C'est ce que Jésus nous apprend au travers de l'Evangile. Servir Dieu est ainsi autre chose que s’agiter, selon ce que l'on déciderait soi-même, en fonction d’idées fausses concernant qui il est et qui nous sommes.

Ce dont il s’agit, c’est de découvrir à l’écoute de Jésus ce que Dieu attend nous, et d’abord savoir qu’il nous renvoie libres, pour un service qui sera ce qu’il sera. En dehors de cela, quoi que nous fassions, quelque agitation qui nous remue, ne fait, au mieux,… que nous remuer, précisément.

L'obéissance ne consiste pas à faire pour faire — mais d’abord à écouter, à découvrir dans le calme ce que à quoi nous sommes appelés, sous peine de faire peut-être des choses utiles, apparemment, mais qu'un autre fera mieux, parce que c'est la tâche qui lui a été dévolue, parce qu'il connaît mieux le problème, etc. Sous peine aussi, plus grave, de faire éventuellement des dégâts.

Il nous est demandé de nous considérer comme des serviteurs inutiles ? C’est que le péché est aussi ce que nous commettons en nous agitant sans qu'on nous l'ait demandé. Et si cette agitation dont nous nous octroyons la responsabilité ne nous a pas été demandée, c'est peut-être aussi pour cela.

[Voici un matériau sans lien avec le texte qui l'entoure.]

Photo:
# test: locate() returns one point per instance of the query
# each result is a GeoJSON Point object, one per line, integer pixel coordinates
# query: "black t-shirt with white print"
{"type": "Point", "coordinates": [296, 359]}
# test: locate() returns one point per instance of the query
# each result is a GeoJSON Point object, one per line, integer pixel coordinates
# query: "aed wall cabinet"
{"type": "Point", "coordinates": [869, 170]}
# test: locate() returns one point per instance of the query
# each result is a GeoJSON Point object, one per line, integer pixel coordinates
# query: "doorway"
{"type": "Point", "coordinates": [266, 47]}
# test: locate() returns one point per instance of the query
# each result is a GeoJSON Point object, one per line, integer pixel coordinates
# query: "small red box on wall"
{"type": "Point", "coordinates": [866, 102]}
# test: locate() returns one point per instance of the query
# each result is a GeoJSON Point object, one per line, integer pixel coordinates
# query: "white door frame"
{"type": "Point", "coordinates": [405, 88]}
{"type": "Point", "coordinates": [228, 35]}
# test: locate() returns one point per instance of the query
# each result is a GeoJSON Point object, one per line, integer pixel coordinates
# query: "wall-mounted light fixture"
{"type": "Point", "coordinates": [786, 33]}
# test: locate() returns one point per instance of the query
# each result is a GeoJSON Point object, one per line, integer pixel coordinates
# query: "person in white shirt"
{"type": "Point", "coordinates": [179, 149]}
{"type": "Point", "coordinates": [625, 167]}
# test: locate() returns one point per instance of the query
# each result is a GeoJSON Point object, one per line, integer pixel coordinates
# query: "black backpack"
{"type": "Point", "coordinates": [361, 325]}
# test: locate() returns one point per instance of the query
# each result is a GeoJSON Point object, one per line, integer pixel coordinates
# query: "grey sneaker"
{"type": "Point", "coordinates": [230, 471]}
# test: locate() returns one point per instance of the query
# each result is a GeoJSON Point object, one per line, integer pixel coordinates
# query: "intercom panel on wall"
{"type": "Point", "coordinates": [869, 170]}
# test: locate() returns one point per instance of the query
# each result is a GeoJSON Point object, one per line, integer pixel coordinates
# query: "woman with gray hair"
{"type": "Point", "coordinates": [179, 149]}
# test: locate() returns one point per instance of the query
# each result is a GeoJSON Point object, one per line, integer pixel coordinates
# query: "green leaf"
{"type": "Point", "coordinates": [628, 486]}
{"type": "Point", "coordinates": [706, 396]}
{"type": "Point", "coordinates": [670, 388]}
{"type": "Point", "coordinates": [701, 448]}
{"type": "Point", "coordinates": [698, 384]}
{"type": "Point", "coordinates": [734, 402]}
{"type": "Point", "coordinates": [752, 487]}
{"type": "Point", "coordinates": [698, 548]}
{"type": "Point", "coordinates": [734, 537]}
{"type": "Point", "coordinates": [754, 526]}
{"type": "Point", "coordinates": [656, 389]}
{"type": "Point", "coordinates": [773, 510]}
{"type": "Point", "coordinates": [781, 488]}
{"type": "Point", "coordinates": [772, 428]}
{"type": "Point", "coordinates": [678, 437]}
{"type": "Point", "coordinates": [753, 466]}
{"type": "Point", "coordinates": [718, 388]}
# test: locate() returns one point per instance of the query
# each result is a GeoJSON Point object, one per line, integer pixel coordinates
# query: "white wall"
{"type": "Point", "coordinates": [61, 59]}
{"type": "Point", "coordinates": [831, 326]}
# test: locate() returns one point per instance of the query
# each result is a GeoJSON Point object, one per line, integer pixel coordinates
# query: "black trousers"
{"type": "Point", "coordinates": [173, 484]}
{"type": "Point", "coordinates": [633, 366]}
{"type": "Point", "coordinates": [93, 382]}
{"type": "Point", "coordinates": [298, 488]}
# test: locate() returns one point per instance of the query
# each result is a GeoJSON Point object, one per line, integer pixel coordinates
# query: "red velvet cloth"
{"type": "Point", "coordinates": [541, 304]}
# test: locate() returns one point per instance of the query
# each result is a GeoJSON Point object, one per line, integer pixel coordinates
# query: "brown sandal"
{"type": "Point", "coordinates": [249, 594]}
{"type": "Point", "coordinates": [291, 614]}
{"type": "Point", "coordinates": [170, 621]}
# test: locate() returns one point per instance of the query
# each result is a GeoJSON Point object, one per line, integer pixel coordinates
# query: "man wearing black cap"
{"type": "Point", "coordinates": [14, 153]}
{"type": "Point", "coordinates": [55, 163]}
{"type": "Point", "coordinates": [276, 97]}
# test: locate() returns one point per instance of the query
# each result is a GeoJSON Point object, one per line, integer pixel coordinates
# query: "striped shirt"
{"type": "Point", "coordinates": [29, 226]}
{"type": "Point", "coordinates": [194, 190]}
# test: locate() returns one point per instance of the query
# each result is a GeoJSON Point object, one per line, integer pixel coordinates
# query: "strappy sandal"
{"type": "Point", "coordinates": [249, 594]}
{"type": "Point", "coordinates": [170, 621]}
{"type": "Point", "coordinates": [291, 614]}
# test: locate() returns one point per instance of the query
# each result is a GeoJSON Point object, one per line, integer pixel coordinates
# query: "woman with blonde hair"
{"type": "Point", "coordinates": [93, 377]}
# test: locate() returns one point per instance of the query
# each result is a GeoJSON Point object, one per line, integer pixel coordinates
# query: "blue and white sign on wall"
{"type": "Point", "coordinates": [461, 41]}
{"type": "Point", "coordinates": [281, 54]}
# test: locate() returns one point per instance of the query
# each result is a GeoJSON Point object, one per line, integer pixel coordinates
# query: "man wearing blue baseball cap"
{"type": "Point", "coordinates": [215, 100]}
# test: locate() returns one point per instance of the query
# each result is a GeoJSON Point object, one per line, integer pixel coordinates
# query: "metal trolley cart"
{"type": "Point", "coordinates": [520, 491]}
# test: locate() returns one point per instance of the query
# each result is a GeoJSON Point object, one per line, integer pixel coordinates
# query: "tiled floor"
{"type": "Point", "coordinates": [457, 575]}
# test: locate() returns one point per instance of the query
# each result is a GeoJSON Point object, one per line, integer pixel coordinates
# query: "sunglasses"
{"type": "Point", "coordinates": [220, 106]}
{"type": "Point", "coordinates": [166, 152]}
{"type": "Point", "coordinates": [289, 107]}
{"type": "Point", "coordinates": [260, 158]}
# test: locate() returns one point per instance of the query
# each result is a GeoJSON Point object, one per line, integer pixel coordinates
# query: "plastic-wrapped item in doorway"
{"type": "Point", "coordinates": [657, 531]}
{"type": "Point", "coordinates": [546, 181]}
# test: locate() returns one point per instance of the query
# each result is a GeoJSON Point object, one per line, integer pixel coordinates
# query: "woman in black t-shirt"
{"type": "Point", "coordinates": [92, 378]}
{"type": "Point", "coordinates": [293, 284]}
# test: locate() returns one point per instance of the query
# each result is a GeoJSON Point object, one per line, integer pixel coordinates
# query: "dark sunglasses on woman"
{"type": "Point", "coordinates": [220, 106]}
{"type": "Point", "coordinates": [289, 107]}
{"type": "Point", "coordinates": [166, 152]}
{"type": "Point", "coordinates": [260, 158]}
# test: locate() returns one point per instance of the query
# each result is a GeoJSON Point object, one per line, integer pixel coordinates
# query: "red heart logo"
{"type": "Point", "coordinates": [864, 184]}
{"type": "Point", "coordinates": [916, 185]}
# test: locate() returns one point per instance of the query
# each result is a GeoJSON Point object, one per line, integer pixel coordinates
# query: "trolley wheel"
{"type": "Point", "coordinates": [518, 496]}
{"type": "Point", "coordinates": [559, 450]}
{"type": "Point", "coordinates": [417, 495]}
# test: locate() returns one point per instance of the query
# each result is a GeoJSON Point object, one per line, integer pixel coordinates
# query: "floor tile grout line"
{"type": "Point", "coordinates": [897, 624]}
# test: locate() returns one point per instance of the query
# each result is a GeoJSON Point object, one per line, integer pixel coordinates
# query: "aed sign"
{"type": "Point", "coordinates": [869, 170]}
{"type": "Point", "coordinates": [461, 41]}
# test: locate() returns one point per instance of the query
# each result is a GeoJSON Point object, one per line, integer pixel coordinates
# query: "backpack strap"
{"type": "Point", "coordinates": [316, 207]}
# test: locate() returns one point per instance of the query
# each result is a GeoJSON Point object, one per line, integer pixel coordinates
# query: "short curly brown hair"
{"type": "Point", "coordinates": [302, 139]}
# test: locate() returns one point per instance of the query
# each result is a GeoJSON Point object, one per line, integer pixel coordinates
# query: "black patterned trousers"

Que de dégâts peut-on faire en faisant ce que Dieu ne nous demande pas — et toujours, c'est le comble, avec illusion de bonne conscience, puisqu'il est toujours bien vu de s'agiter dans le travail.

Nous ne sommes vraiment nous-mêmes que face à Dieu. Et dans son regard seul, ce regard que nous porte Jésus, nous savons ce que Dieu attend de nous.

Il est certaines choses, auxquelles nous sommes appelés, et qui ne sont peut-être pas celles pour lesquelles on croit bon, non seulement de s’agiter, mais aussi, pour ajouter à une supposée bonne conscience, de critiquer ceux qui ne font pas de même. Ces véritables choses qui nous sont demandées, nous sont dévoilées à travers notre écoute de ce qu'enseigne l'Evangile. A nous de nous mettre à son écoute et de le découvrir.

C'est en sa liberté intérieure, établie sur le regard dont il sait par le Christ que Dieu le porte sur lui, que le chrétien/ne, serviteur inutile, fonde son pouvoir de servir autrui, en considérant en son prochain sa dignité d'être semblable au Christ qui le libère : « si le Fils vous rend libres, vous serez réellement libres » (Jean 8, 36).